Отец ничего не сказал, только нахмурил брови и закусил нижнюю губу.

– Вот такие вот вилы в бок, – вздохнул Евгений Фёдорович.

– Постойте! – забасил Захар Платонович. – Ну, это ничего. Может, он жениться собирается на ней? Что ж, она девица ничего себе, самый сок! Я, например, могу парня в этом понять. Послушайте, какую я вам историю про себя расскажу и супругу мою законную Клавдию Семёновну Глухову, урождённую Орехову, как мы впервые встретились.

Клавдия Семёновна, услышав это заявление, встала с места тихонечко и бесшумно вытекла в сени.

Захар Платонович, заметив провожающий его законную супругу взгляд следователя, объяснил:

– Не любит она этой истории. Смущается.

– А-а!

– Ну, слушайте! Был мне двадцать один год. Я только из армии вернулся. Мои сверстники тогда по три года служили. Военное поколение. В смысле, рождённое в военные годы. Как счас помню, дали нам делянку в лесу, на поляне. Вот в этом, в нашем, что за огородом. – Евгений Фёдорович понимающе кивнул. – Я с косой оттуда, значит, возвращаюсь. Сенокос тогда был. Иду усталый, потный. Задумался, по сторонам не смотрю. Потом глаза поднял, глядь, а передо мной по дороге девка молодая идёт! И до того хороша! На голове косыночка белая, из-под неё – коса длинная, жгучая, чёрная, до пояса. Талия тоненькая, попка круглая торчит под подолом. Она обернулась – глазищи чёрные, улыбка лукавая, а в руках баночка с квасом. Как видение! А грудь какая сочная! Я и про усталость свою тотчас забыл. Ум за разум у меня зашёл! Я косу бросил и за нею бегом, она – от меня. Поймал я её за косу. Она не растерялась – протягивает мне баночку квасу. Ну, кто ж откажется в жару, да ещё после такой работы!

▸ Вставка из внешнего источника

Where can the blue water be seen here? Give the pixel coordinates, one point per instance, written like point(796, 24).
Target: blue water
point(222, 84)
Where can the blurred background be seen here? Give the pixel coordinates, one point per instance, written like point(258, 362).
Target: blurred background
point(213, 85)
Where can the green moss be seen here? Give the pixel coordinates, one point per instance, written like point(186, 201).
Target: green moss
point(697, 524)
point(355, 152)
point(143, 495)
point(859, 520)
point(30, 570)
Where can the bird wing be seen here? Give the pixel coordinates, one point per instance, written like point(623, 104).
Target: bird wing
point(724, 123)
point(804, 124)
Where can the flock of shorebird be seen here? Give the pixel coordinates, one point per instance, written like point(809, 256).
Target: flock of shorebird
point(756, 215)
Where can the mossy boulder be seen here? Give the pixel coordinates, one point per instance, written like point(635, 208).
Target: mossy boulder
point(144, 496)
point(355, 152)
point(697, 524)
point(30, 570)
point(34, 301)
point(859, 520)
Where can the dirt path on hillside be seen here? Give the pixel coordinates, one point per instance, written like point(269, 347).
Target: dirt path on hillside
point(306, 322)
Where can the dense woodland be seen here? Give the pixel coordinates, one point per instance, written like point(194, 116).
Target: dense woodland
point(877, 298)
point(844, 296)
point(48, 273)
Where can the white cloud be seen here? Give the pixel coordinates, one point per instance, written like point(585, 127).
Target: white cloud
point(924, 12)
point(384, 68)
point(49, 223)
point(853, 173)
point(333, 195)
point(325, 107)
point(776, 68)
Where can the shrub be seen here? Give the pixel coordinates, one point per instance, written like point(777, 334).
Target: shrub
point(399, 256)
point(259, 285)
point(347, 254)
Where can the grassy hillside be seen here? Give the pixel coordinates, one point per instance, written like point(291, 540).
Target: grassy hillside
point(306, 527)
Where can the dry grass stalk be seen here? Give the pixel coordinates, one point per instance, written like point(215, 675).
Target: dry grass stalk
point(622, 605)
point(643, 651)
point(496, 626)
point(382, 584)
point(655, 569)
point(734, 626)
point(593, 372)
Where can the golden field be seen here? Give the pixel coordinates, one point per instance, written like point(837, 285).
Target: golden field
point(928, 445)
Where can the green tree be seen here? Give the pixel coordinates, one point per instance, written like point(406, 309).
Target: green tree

Я пить, а она опять бежать! Я банку бросил и – за ней. Схватил её и держу. Она мне: «Пусти!» А я ей: «Не пущу!» И так несколько раз. «Моей будешь!» – говорю. Повалил её на папоротник с хвощём и своё дело это сделал. А она не плачет, не кричит, а улыбается, как будто и не понимает вовсе, что с ней происходит. Потом и сама меня ногами обхватила и давай все соки последние из меня выжимать. А как выжала, встала, в платье разорванное завернулась и ушла. Потом пять лет я её забыть не мог, всё искал. Мне бы не нежиться в траве, а расспросить, кто, откуда да как звать. Встретил её потом в посёлке на базаре. Она там с матерью была. Так я на мать не посмотрел, прижал её к груди и говорю: «Выходи за меня!» Она говорит: «Да!» А было ей тогда, в лесу, пятнадцать лет! Как Олеське сейчас. Мне, правда, не тридцать шесть. После уж я узнал, кто такая, чья, откуда. Вот такая история!

– М-да… Вы хотите сказать мне этим рассказом, это у вас семейное – пятнадцатилетних девчонок в траву заваливать?

– По всему выходит, да. Я женился тогда на Клаве-то. Может, и Тимка на Олесе женится?

– Не знаю. От следствия он это дело хотел утаить. Но он оплошал: кувыркался с ней в сене при восьми свидетелях и ещё презервативы оставил в качестве доказательства. И пусть там было темно, и свидетели сами заняты были, но, думаю, ни один из них не засомневается в том, что между Тимофеем и Олесей происходило. Кстати, вашу историю мы, пожалуй, в протокол заносить не будем и в суде о ней промолчим, согласны? Не доставим им такого удовольствия!

Захар Платонович кивнул, тряхнув бородой, и спросил:

– Это что ж, все в нашем сарае были? А мы, выходит, и слыхом ничего не слыхивали?

– Выходит, так.

– Ну и Тимоха! – помотал головой Захар Платонович. – Так зачем же Ванька в сарай к нам залез?

– У вас есть какие-нибудь идеи на этот счёт? – поднял брови Евгений Фёдорович.